Benchmark indices which are hovering around record highs could come under pressure when trading resumes Monday with the retaliatory action by Iran a fresh headwind after the higher-than-expected US inflation data for March.
While a weak opening is expected, Israel’s reaction to Tehran’s drone and missile attack is being closely watched. Market circles fear if Tel Aviv does not show any restraint and the hostilities intensify, stocks could be staring at a correction and investors would then seek safe haven assets such as gold, the US dollar and treasuries.
"On the Iran-Israel conflict, a lot of the market impact will depend on further escalation. Iran has said they have closure with this. If Israel further escalates or Iran does another round of attacks, the markets will be in risk-off mode’’, market veteran Ajay Bagga said on X.
"Precious metals and haven currencies as well as crude oil will go up while risk assets will see a sell-off. The fragile world economy can do without further challenges like these. Markets at elevated valuations and near all-time highs will watch the next 24 hours closely, hoping that this matter ends for now without further escalation’’, he added.
Last Friday, the Sensex closed the week at 74244.90 with a small drop of 3.32 points after hitting an all-time closing high of 75038.15 last Wednesday and a record intra-day peak of 75124.28, the day before.

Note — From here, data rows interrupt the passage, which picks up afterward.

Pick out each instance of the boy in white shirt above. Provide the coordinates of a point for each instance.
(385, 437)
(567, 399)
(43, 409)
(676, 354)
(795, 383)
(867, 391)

The sentiment was affected by the higher-than-expected US inflation data for March which at 3.5 per cent pushed back expectations of an interest rate cut from the US Federal Reserve to beyond July.
For the domestic investors, the escalation in Iran-Israel conflict comes just as the fourth quarter earnings season has kicked off, with Tata Consultancy Services (TCS) coming out with decent numbers.
While it will be a holiday shortened week since the markets will be closed on Wednesday because of Ram Navami, Infosys will announce its results on Thursday and Wipro on Friday.
Santosh Meena, head of research, Swastika Investmart, said the week will be crucial for the market as fresh worries about a potential conflict between Iran and Israel emerge.
"Any significant escalation in tensions could trigger panic selling and volatility in global equity markets. The market will also be closely monitoring the movement of crude oil prices, which are often impacted by geopolitical events,” he added.
On Friday, Brent crude settled at $90.45 per barrel. Observers fear if there is an escalation in the Iran-Israel conflict, crude oil prices could touch the $100-per-barrel mark.
It comes at a time Opec extended voluntary cuts of 2.2 million barrels per day to "maintain the stability and balance of oil markets’’.
For India, rising crude oil prices will be bad news since retail inflation is yet to settle around the mandated 4 per cent target of the Reserve Bank of India (RBI). It could lead to interest rates staying at elevated levels for a longer period.